Reading/decoding BSON files from a MongoDB mongodump backup

MongoDB is an extremely useful database format, especially for projects where the scope is developing and changing. The 'documents' that represent items of data don't need to have identical elements, despite belonging to the same table.  This makes evolving requirements much easier to implement.

In a production environment, the live database can be backup up with a simple mongodump command, and some service providers implement regular backups automatically. So if you need to delve back in time you can expand the backup and take a look inside.

The actual data documents are saved in BSON format, one file per Collection. Opening these files up as they are, reveal some of the keys and string values, but much of the useful data and structure is encoded and therefore unavailable.

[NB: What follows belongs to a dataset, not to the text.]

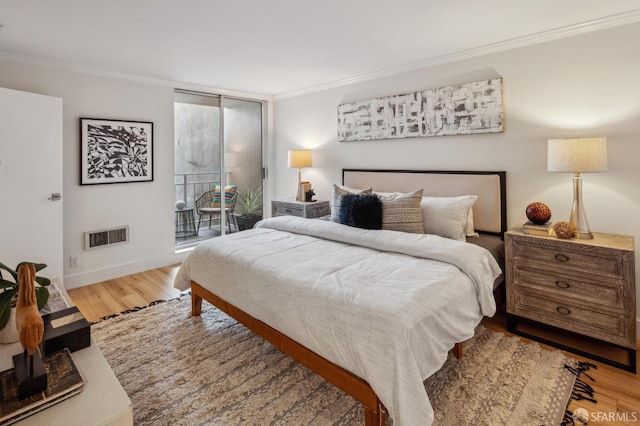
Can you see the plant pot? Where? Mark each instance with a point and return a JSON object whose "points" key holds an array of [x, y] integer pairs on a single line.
{"points": [[247, 221], [9, 334]]}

To tranform this data into a more useful format the best tool is bsondump, which is provided as part of the command line tools available from MongoDB. Either get it from MongoDB's Server download page, or on MacOS you can use Homebrew.

brew tap mongodb/brew

brew install mongodb-community@4.2

This will include the bsondump function. I always like to make web tools to provide a nice UI for actions like this, so you can lever php's exec function to run the command for you on your localhost server, using something like:

if (!empty($_FILES['file']['tmp_name'])) {
  $original = $_FILES['file']['name'];
  $output = 'output.json';
  if (!empty($original)) {
    if (substr($original,-5) == '.bson') $output = str_replace('.bson', '.json', $original);
  }
  $command = '/usr/local/bin/bsondump --outFile=' .$output. ' ' . $_FILES['file']['tmp_name'];
  exec($command, $retArr, $retVal);
  $json = file_get_contents($output, FILE_TEXT);
}

Now you can exploit regex tools to make custom searches, of a string stored in $seek, like:

$results = array();
if (!empty($seek)) {
    $matches = array();
    preg_match_all('/^.*?'.$seek.'.*?$/mi', $json, $results);
}

The HTML will include the input form and ouput the results, along the lines of:

<form method="post" enctype="multipart/form-data">

<div class="input-item">
<label for="seek">Seek String</label>
<input type="text" name="seek" id="file" size="100" value="<?php print ($seek)?$seek:''; ?>" /><br>
BSON to decode:
<input type="file" name="file" id="file" size="100" value="" />
</div>

<div class="input-item">
<input class="submit" type="submit" name="submit" id="submit" value="Seek" width="180" />
</div>

<!-- Results -->
<div class="output">
<?php

if (!empty($results)) :
  print '<p>Found: ' . count($results[0]) . '</p>' . "\n";
  print '<textarea rows="20">';
  foreach ($results[0] as $i=>$r) print $i . ':' . "\n" . $r  . "\n\n";
  print '</textarea>' . "\n";

  print '<p>Decoded</p>' . "\n";
  print '<textarea rows="20">';
  foreach ($results[0] as $i=>$r) {
    print $i . ':' . "\n";
    $d = json_decode($r, true);
    if (!empty($d)) {
      foreach ($d as $key=>$val) {
        // Customise output based on $key and $val, or just continue if $key is now wanted.
        print $kkey . ':' . $val . ', ';
      }
    }
    print "\n\n";
  }
  print '</textarea>' . "\n";
endif;

?>
</div>
</form>